Adapters can be dynamically loaded, temporarily stored in memory, and swapped as needed. This allows the model to specialize in real-time while efficiently managing memory and ensuring the system remains responsive.

Rapid Training and Deployment:

Apple has developed an efficient infrastructure for quickly retraining, testing, and deploying adapters whenever the base model or training data is updated.
Adapter parameters are initialized using an accuracy-recovery method, ensuring they start off effectively.

This approach ensures that Apple’s AI models are not only powerful but also highly adaptable, providing optimal performance for a wide range of tasks while maintaining system efficiency and responsiveness.
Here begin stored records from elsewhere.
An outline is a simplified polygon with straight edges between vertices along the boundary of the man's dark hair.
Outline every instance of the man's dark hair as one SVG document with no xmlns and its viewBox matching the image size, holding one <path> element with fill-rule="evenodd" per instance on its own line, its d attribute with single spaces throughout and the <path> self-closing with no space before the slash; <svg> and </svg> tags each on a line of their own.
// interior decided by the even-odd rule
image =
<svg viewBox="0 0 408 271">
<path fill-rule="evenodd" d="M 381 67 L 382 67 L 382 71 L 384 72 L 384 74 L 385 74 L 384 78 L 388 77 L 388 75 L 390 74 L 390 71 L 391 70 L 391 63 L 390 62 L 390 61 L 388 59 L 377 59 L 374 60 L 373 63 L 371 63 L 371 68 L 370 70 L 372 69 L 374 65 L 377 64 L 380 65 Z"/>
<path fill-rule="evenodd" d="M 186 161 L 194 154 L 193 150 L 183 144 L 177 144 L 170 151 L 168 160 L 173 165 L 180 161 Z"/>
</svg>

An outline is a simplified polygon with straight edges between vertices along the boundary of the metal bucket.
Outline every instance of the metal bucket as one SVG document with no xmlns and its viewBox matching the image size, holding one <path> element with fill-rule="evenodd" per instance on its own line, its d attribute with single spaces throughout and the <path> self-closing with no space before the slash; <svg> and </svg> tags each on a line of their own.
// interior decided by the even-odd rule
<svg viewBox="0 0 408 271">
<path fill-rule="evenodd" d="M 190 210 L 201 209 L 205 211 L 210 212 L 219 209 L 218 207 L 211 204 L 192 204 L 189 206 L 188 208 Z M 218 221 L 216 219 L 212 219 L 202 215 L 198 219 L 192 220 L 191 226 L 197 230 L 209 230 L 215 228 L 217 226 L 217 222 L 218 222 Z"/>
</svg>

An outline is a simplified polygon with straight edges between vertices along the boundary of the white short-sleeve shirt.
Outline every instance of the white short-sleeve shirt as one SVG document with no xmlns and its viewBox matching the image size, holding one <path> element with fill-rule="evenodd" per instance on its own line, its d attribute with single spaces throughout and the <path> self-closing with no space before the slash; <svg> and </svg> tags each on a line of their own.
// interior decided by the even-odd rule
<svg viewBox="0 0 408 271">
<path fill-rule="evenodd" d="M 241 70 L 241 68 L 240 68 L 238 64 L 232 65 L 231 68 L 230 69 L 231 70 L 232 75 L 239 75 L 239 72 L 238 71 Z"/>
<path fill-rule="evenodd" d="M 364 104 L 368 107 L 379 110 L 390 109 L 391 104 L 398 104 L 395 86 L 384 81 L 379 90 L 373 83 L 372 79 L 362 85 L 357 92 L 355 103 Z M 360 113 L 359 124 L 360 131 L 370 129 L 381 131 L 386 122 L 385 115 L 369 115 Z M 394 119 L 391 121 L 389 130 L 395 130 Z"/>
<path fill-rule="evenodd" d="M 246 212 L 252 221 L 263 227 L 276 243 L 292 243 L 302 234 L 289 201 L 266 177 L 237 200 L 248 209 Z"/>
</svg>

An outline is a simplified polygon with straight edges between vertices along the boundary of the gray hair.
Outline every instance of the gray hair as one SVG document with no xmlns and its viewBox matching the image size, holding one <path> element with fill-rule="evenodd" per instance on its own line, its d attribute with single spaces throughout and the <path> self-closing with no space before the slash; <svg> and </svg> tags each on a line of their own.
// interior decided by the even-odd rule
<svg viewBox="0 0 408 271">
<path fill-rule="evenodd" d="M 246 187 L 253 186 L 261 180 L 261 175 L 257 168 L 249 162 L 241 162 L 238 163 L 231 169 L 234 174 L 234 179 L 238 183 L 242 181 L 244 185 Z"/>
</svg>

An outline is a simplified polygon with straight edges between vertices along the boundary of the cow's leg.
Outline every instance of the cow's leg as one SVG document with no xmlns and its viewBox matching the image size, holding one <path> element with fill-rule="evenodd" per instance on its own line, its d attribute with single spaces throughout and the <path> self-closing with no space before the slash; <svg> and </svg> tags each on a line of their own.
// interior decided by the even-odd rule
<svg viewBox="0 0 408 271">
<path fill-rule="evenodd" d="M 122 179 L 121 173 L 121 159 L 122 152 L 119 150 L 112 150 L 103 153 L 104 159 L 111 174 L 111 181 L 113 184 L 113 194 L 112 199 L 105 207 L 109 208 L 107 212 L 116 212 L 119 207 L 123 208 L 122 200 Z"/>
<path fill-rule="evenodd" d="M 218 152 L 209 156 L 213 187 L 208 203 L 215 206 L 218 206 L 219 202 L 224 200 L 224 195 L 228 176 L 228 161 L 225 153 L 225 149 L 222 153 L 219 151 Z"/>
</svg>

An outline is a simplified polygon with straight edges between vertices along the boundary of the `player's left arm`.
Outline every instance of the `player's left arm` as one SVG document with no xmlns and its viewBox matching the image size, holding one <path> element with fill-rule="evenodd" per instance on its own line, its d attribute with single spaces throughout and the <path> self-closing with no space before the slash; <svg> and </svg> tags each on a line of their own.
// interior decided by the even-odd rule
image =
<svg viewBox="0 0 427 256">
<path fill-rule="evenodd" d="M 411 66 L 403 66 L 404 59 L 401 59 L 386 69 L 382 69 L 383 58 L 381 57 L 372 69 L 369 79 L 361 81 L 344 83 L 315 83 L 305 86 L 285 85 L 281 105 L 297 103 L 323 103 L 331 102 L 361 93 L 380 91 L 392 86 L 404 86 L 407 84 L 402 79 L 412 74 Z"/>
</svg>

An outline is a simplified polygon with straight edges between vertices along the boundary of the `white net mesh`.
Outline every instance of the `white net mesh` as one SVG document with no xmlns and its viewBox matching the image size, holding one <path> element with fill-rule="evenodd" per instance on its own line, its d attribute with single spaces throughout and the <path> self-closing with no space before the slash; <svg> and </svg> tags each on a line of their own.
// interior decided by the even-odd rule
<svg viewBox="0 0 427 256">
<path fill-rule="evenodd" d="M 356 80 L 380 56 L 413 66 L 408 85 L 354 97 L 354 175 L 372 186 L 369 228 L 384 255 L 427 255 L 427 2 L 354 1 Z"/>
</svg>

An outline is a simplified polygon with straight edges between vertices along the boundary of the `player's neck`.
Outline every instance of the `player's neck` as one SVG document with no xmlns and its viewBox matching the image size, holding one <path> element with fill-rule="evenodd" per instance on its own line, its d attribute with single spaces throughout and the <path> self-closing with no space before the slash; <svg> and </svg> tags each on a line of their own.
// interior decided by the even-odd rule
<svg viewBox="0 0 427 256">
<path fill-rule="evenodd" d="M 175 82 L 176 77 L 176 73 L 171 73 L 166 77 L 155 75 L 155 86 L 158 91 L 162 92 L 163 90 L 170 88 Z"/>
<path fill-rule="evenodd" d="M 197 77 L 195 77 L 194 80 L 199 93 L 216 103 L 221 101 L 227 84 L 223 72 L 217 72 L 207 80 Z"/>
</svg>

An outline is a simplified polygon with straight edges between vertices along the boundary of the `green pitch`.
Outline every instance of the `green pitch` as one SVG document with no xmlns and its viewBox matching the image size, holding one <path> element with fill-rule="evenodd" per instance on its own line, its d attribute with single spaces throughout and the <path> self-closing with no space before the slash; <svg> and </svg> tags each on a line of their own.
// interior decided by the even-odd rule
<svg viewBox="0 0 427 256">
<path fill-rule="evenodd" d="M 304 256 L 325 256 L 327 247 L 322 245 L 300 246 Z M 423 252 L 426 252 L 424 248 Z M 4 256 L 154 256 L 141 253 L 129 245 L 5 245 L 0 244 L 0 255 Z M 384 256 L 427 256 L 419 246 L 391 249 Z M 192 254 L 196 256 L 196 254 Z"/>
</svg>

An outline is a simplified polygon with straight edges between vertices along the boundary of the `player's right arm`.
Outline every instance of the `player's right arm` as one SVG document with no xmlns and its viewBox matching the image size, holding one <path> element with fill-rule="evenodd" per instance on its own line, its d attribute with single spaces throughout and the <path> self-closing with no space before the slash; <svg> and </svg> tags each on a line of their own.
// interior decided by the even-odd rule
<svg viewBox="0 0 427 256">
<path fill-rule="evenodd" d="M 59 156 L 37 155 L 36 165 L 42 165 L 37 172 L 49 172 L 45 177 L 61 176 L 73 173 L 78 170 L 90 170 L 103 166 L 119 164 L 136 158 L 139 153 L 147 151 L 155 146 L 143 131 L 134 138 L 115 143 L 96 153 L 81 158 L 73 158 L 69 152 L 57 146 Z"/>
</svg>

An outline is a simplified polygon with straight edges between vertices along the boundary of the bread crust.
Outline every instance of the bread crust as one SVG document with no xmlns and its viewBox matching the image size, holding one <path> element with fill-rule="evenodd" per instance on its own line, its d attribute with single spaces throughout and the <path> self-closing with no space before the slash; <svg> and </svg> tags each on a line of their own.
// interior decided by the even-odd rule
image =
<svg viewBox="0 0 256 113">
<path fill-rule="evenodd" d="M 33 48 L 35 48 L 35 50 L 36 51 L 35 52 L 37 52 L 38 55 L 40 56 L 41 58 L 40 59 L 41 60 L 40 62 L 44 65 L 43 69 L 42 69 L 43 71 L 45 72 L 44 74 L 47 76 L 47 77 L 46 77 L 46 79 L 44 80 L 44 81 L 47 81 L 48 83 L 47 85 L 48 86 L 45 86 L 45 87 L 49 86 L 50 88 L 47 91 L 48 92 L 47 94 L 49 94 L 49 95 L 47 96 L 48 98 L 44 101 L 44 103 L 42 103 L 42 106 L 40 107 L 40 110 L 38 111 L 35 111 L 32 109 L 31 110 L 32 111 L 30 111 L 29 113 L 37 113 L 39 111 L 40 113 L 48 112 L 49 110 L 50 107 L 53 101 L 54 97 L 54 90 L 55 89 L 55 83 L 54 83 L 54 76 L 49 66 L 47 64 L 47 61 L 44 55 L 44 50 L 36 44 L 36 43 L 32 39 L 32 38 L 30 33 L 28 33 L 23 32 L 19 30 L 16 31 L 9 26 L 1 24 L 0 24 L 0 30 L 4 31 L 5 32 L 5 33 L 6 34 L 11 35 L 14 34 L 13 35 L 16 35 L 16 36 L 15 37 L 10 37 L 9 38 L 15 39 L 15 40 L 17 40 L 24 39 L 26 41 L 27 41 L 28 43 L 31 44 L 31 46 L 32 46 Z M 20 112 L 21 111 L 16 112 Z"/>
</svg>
Performance and Evaluation

Apple’s generative models enhance user communication and productivity by leveraging advanced AI techniques. Human evaluation ensures these models provide a high-quality user experience.

For specific tasks like summarizing emails, Apple fine-tunes adapters using accuracy-recovery low-rank (LoRA) techniques, training on high-quality synthetic data. Evaluations with diverse, real-world datasets demonstrate significant improvements in handling various inputs, showing superior performance over standard models.

Both on-device and server models are tested on a wide range of tasks, from brainstorming to coding. Apple’s models consistently outperform competitors in human evaluations, proving more efficient and effective. The on-device model surpasses larger models in various benchmarks.

Safety and reliability are prioritized through continuous adversarial testing to mitigate risks. Instruction-following capabilities are also benchmarked, showing better performance than similarly sized models. Internal tests confirm the models’ strong writing abilities, even without specific adapters.

Apple’s approach combines advanced techniques, targeted fine-tuning, and rigorous evaluations, delivering powerful, efficient, and user-friendly AI solutions while maintaining high standards of safety and reliability.

Connections with OpenAI

While Apple did not explicitly talk about their degree of connections with OpenAI, but they did mention the integration of OpenAI into Siri for improved real-time language translation, and more complex tasks. Rumours have it, that the partnership of Apple with OpenAI is temporary, while Apple is gearing up its own AI foundational models to refine its own AI capabilities, which resonates with Apple’s commitment to security and privacy. We anxiously await for the press release where Apple commits to switch entirely to its in-house models, but till then, we will see the controversies and memes flowing in.